The "Kögel Big-MAXX" - which, since 2010 has been called the Kögel Euro Trailer - was introduced by Kögel in 2005 as their contribution to dealing with future transport volumes. The Kögel Euro Trailer is a semi-trailer which has been extended in length by 1.3 metres and consequently can carry an additional 3 Euro pallets. Since the end of 2005, 300 of these vehicles have been in use with special permits throughout Germany in special forwarding companies. An assessment by Prof. Henning Wallentowitzdes from the ika in Aachen attested to the extended trailer's excellent suitability for use in practice. For the final approval of this trailer, a change to the length of trucks in Europe will be required.

An unexpected collapse in turnover caused Kögel to reduce its production capacity and 120 contract workers and 81 employees on a limited contract were made redundant in July 2008. After the redundancies, Kögel still employs around 1,360 people domestically and abroad.

=== Since 2009: Kögel Trailer GmbH & Co.
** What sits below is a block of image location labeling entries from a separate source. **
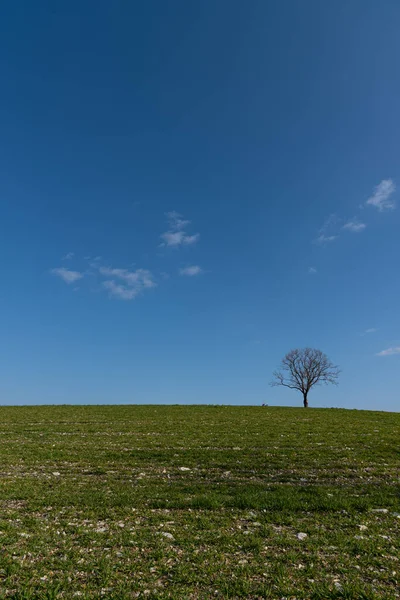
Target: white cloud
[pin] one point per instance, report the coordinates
(134, 282)
(139, 278)
(177, 235)
(355, 226)
(327, 232)
(381, 196)
(120, 291)
(191, 271)
(67, 275)
(176, 222)
(178, 238)
(389, 351)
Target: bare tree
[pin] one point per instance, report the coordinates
(303, 368)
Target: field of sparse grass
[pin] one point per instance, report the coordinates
(199, 502)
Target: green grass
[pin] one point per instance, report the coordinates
(87, 494)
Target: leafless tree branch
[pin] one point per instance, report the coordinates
(303, 368)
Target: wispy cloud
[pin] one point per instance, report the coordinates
(134, 282)
(140, 277)
(176, 222)
(177, 235)
(67, 275)
(327, 232)
(381, 198)
(355, 226)
(389, 351)
(191, 271)
(120, 291)
(178, 238)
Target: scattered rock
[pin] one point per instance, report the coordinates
(166, 534)
(338, 586)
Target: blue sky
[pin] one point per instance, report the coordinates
(189, 190)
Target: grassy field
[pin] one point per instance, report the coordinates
(199, 502)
KG ===

Even though Kögel was chosen as the Turnarounder of the year and the best trailer brand in 2008, the company experienced, in the same way as the entire trailer sector, a collapse in demand of up to 90% following the financial crisis in September 2008. After producing around 24,000 trailers annually up to the middle of 2008, Kögel estimated a demand of just around 2,000 trailers in 2009. On 3 August 2009, Kögel Fahrzeugwerke GmbH in Burtenbach was forced to apply for insolvency. The insolvency proceedings were opened on the 30 October 2009.
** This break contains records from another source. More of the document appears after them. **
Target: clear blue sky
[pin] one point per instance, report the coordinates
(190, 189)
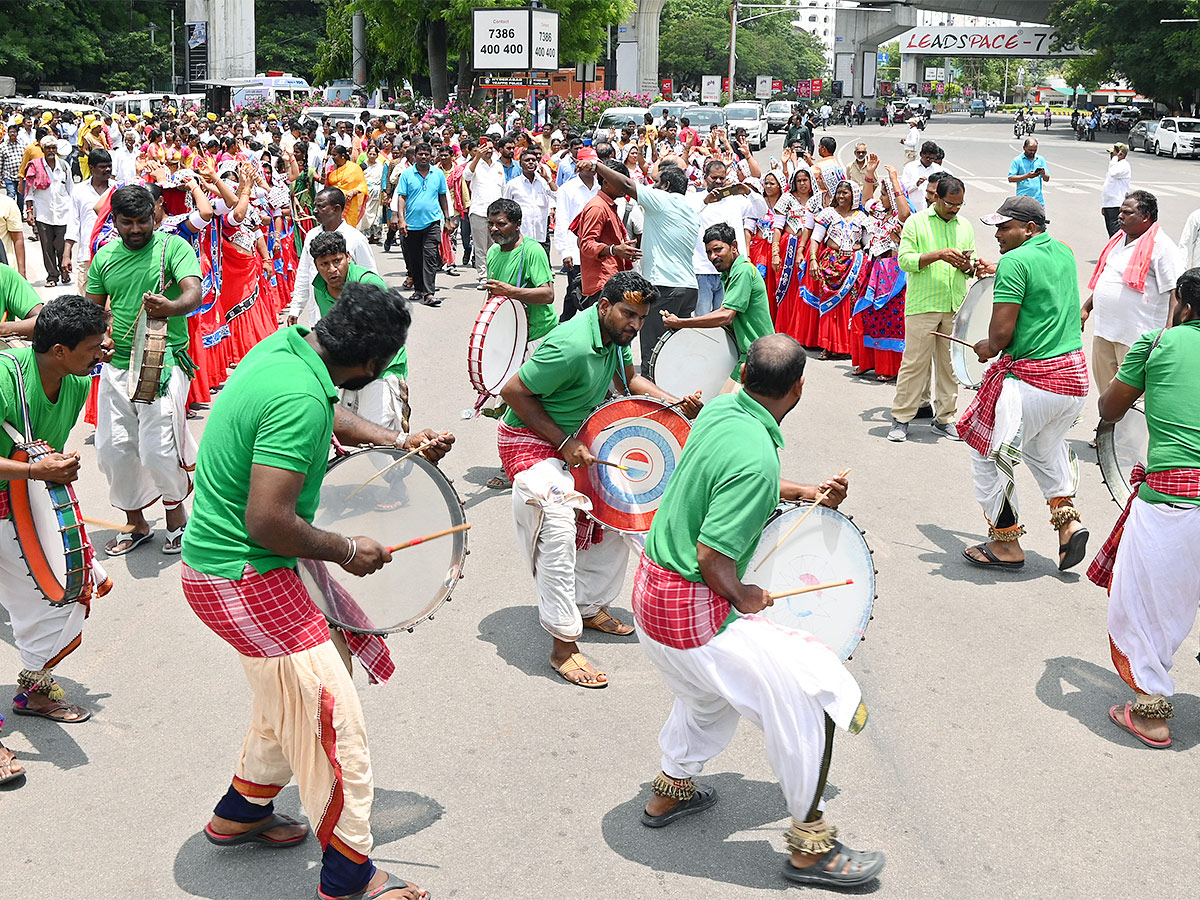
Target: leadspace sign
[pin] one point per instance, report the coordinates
(1025, 41)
At the end of 2009, Kögel was taken over by its competitor Humbaur in Gersthofen, which operates a two-market strategy and thus can ensure the independence of the Kögel brand, which is managed as the re-founded Kögel Trailer GmbH & Co.KG.
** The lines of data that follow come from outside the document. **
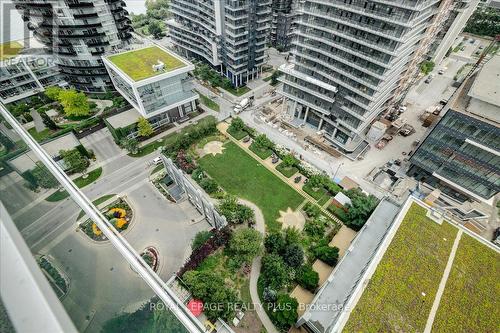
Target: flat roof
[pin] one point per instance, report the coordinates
(486, 86)
(332, 297)
(138, 64)
(427, 253)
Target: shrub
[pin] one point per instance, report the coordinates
(274, 272)
(200, 239)
(274, 243)
(307, 278)
(315, 227)
(209, 185)
(312, 210)
(285, 312)
(244, 245)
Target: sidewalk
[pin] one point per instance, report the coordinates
(176, 128)
(223, 128)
After intensive negotiations the entrepreneur Ulrich Humbaur, whose roots are in the Augsburg region, as the new owner of Kögel agreed with the previous owners that the properties should be sold in their entirety to Humbaur. This ensures that Burtenbach will remain as the production facility for Kögel in the long-term[1]. This means that the two production facilities in Burtenbach and Choceň (CZ) are in the sole possession of Ulrich Humbaur.

=== Re-invention ===

At the IAA in September 2010, Kögel presented their new vehicles for the forwarding and construction industries on the largest stand of all the trailer manufacturers. They exhibited the "Container chassis Port 40 multiplex" – a sliding chassis vehicle. They also showed the Euro Trailer Cool, which offers forwarding companies in the refrigerated transport sector the advantage of a refrigerated body extended by 1.3 m. Kögel offers the optimum trailer for every application with its 2nd generation of the Cargo platform trailer. In addition, they showed a trailer variant as a volume trailer, the "Kögel Mega Centre Axle Trailer“, which is new at Kögel. From the refrigerated vehicle range they presented the revised and extended "Kögel Cool Rail" for rail transport. In the construction sector, where the brand was once present, Kögel now offers the flatbed trailer as a turntable trailer or semi variant. A total of 1,000 orders prove that the products from the traditional brand from southern Germany continue to be in demand.[2]

The new start is visible at Kögel. The graphic image of the brand has been revised and developed. There have also been innovations on the home page and in the brand slogan. Since the end of September 2010 there has been a completely revised Kögel website (www.koegel.com).